How incredibly different do each of these souls look from one another, if she thinks that humans are hard to tell apart because they only have ‘tiny variations in colour and shape’?  It was stated in the prologue that she was an especially lovely looking soul; is that what they normally look like, as she was described, or are they all VERY different?  Because that was not the impression I got when reading the prologue.  Meyer might have been clearer on that.  She also might have explained why the soul has never had a problem with these ‘tiny variations in colour and shape’ with any of the other species she’s been before.  Okay, maybe the variations between types and colours of flowers could seem greater than those between individual humans, and we don’t really know how different dragons could be because we have no concrete proof of their existence (unless we’re just thinking dinosaurs), but come on, spiders?  Bats?  Bears?  At best there are small variations between individuals in these species, and they are certainly no greater variations than there are from one human to another.  Much smaller, in fact, as just having all of your facial features in the same general position (which not all humans even have; consider disabilities and defects) does not make one human look exactly like another human.  Maybe the soul has this problem with all the host bodies she’s in, in which case, again, you’d think she’d be used to it by now.  For being such a remarkable soul, she’s certainly not very quick to learn or very observant.

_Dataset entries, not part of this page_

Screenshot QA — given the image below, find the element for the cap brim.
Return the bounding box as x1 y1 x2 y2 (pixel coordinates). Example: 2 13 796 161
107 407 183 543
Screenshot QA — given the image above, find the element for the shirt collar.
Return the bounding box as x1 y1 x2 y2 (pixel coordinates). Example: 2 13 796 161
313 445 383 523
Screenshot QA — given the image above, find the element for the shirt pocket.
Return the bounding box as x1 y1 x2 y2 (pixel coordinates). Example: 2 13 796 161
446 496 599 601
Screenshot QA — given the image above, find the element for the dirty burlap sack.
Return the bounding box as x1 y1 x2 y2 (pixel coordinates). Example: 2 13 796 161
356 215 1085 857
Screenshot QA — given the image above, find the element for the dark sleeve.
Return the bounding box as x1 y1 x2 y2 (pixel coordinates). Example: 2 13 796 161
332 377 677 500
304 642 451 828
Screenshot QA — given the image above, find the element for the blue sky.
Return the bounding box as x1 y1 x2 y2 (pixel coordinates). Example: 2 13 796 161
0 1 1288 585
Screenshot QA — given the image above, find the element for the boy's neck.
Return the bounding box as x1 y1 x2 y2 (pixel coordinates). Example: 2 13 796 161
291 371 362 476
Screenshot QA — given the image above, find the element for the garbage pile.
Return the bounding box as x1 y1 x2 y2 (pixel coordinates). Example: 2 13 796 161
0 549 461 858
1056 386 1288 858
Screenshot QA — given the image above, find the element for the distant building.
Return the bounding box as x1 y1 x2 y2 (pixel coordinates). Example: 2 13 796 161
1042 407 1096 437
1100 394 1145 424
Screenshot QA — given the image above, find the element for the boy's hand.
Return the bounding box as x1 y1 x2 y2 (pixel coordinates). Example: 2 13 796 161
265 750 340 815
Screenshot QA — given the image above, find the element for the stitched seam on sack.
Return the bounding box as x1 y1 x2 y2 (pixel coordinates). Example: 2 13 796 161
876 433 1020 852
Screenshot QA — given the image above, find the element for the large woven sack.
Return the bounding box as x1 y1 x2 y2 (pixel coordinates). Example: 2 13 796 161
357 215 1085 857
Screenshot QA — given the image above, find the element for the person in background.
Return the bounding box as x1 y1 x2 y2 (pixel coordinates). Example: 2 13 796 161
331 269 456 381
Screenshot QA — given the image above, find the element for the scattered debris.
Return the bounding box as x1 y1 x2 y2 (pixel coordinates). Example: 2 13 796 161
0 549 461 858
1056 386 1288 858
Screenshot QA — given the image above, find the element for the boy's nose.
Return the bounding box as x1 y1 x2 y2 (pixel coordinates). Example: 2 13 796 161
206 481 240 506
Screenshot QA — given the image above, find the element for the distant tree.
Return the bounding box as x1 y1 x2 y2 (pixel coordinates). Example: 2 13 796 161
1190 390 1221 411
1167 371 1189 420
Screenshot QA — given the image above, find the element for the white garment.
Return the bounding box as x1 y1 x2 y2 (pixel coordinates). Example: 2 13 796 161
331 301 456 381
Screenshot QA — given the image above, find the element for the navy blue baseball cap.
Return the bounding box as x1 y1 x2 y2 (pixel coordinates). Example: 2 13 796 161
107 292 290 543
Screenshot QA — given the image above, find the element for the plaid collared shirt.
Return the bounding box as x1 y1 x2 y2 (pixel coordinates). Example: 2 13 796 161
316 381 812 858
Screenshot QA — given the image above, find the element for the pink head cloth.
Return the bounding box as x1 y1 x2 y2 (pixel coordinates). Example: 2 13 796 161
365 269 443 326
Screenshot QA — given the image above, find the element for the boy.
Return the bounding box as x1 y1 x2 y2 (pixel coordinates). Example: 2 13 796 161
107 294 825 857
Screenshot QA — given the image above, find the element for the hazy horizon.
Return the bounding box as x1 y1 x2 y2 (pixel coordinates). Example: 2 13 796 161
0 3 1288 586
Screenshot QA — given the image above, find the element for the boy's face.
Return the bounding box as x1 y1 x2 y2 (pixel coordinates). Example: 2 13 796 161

Anyway, despite finding it very hard to tell one human from another, apparently, the soul says she ‘would have known this face among millions’.  Was she debriefed on that too, despite apparently not volunteering for this job?  The description of the face honestly does not sound very remarkable, so there needs to be a bit more context here.

I don’t know, I’m probably being too picky with this, but it just leaves me with so many questions, and the writing wasn’t quite good enough in this chapter to make up for that.  It’s not terrible – yet anyway – and it’s certainly not hard to read beyond my continuing disdain for Meyer’s dialogue and scientific inaccuracies (which I’ve only scratched the surface on), but it’s certainly not good, either.